Looks awesome and tasty!
Hi, the temperature in the pit was around 230 - 248 degrees but after three hours when the meat reached 150 i had a stall so i waited almost two hours but nothing happened. After that i decided to go on with foil but when i was foiling the meat the temperature dropped to 140 degrees so when i putted it back in the pit i took me an other half hour for rising. If it wasn't for this inconvenience i think i could have done in 6-8 hours.
Yes i use bricks for absorbing heat becouse i dont have a SnS yet.
The weather was around 62 degrees.
Any suggestions or advice for my next cooking? Thanks.
Try it without the brick. That 230-250 temp did not reach the meat.
Don't be worried about burning or overcooking that lump of meat with a snake. Won't happen. Pork is both more forgiving of heat AND that lump is it's own huge heat sink, distributing heat slowly to the opposite side of the meat. Also, the kettle naturally evens the heat more than you might think at LOW temperatures.

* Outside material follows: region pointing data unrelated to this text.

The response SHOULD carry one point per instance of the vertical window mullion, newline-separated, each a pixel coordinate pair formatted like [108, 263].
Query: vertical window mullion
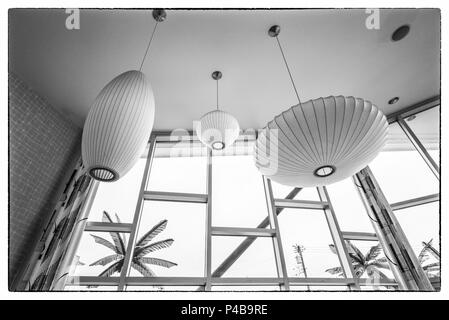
[419, 147]
[339, 242]
[208, 245]
[277, 243]
[136, 220]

Might be able to "power through" the stall with higher pit temp, and I like the foil idea for that although I don't know how popular that method is? I guess it depends on when dinner is served.
I think another option is to go hotter/shorter, approximately 275 and then finish hotter, more like 210 internal. All of that is made more challenging with heat sinks absorbing fuel.